Remove occurrence of a text on other rows if it appeared more than 3 times already

I_T · September 15, 2024, 3:54pm

Hi, I’m really confused on how loops work here or if I even need a loop to get the output I need.

I have a column that has delimited values of IDs, sample:
row IDs
1 one1;two2;three3;four4;five5
2 one1;three3;four4;five5;six6
3 one1;seven7;four4;eight8;nine9
4 one1;two2;three3;nine9
5 one1;two2;four4;ten10

I want my output to be:
row IDs
1 one1;two2;three3;four4;five5
2 one1;three3;four4;five5;six6
3 one1;seven7;four4;eight8;nine9
4 two2;three3;nine9 --------------------------> removed one1
5 two2;ten10 --------------------------> removed one1 & four4

My goal is to have only 3 at max occurrences of an ID for all of the rows of the data table.

Help me please!

#loops #ruleengine

JPollet · September 16, 2024, 2:56pm

Hi @I_T and welcome !
Here is a very crude workflow (maybe someone would provide a more elegant solution).
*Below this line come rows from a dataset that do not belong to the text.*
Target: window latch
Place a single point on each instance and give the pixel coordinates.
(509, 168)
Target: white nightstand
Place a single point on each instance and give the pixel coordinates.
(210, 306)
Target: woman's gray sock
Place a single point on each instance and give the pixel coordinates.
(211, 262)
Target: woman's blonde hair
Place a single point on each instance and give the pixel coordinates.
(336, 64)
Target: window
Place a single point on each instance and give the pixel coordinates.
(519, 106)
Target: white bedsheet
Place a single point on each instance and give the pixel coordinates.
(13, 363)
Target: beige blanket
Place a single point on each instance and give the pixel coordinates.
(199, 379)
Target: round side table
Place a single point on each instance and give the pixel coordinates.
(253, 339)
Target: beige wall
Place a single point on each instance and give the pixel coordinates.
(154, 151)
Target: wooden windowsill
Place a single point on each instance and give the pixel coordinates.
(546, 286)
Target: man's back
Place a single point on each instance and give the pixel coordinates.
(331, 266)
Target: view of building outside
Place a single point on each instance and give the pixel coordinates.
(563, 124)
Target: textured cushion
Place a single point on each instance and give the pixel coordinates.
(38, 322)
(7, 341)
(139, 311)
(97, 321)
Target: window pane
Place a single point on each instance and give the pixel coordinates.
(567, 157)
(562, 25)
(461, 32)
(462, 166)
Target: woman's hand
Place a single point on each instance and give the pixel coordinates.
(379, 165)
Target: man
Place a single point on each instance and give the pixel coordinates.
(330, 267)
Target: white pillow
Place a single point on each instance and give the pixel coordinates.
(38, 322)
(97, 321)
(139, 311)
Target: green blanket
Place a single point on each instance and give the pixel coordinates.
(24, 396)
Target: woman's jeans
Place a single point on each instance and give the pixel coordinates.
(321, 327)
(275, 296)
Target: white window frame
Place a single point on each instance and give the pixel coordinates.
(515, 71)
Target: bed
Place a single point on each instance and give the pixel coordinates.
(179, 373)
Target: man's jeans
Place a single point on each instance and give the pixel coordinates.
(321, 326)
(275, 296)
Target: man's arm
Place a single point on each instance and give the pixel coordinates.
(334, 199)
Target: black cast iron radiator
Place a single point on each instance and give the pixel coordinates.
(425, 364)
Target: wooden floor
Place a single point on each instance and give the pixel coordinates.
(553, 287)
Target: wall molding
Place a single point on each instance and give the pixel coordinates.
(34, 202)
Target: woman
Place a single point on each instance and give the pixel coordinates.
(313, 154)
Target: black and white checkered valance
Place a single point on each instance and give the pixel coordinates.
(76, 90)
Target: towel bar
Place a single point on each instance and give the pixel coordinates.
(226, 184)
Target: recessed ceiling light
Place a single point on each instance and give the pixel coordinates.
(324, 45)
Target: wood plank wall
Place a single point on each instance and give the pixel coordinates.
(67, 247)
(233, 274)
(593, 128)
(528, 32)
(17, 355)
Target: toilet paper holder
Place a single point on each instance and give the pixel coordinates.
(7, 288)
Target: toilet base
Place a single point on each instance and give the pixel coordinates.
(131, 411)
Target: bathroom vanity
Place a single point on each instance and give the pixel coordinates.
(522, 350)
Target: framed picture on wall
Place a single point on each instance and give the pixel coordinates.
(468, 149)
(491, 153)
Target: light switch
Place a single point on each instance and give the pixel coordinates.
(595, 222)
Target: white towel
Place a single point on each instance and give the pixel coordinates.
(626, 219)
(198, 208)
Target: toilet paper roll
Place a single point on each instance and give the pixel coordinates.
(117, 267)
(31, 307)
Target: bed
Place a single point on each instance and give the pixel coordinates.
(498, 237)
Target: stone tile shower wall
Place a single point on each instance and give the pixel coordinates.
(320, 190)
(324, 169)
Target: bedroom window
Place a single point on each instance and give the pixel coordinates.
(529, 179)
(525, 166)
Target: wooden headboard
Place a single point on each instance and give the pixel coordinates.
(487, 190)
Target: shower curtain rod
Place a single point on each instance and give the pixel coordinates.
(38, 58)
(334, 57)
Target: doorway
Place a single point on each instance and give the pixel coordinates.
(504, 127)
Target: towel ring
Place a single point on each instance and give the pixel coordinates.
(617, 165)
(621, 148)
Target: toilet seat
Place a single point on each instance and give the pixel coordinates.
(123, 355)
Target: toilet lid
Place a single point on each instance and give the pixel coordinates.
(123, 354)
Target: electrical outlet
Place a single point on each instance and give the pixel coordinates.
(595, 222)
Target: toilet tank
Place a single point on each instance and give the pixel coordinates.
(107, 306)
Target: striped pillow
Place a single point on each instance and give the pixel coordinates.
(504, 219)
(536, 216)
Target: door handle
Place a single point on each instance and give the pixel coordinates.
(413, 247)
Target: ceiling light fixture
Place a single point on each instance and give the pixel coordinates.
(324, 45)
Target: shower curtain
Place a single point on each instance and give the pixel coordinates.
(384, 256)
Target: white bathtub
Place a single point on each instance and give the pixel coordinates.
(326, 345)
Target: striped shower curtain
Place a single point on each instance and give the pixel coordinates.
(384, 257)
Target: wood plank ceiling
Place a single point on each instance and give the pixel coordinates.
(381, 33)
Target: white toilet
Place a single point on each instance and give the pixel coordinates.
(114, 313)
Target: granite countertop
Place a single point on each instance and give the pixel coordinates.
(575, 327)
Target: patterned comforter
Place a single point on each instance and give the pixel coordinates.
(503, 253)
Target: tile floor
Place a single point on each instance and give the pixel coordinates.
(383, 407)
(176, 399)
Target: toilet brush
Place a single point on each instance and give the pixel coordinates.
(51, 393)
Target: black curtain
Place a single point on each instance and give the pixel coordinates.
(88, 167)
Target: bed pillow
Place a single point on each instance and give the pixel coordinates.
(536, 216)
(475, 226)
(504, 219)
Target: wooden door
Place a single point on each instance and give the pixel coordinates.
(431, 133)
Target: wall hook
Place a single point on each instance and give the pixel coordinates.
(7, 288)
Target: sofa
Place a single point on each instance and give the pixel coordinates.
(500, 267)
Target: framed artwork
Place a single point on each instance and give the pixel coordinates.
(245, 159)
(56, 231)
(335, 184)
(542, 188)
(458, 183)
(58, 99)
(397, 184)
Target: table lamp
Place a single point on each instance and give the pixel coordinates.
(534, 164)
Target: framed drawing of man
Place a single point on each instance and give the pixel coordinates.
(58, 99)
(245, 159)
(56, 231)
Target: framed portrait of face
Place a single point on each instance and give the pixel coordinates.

The main idea is to convert IDs in list and use exclusive-or between initial list and the IDs to be remove at the right place.
Hope that could be usefull !

data_cleaning_v0.knwf (44,6 Ko)

Best,
Joel

JPollet · September 16, 2024, 3:23pm

Oups…
A much more direct proposal !
See second branch of the workflow.

Rank node does all the job.

data_cleaning_v1.knwf (60,9 Ko)

Joel

I_T · September 17, 2024, 7:14am

Thanks Joel! I’ll try this approach.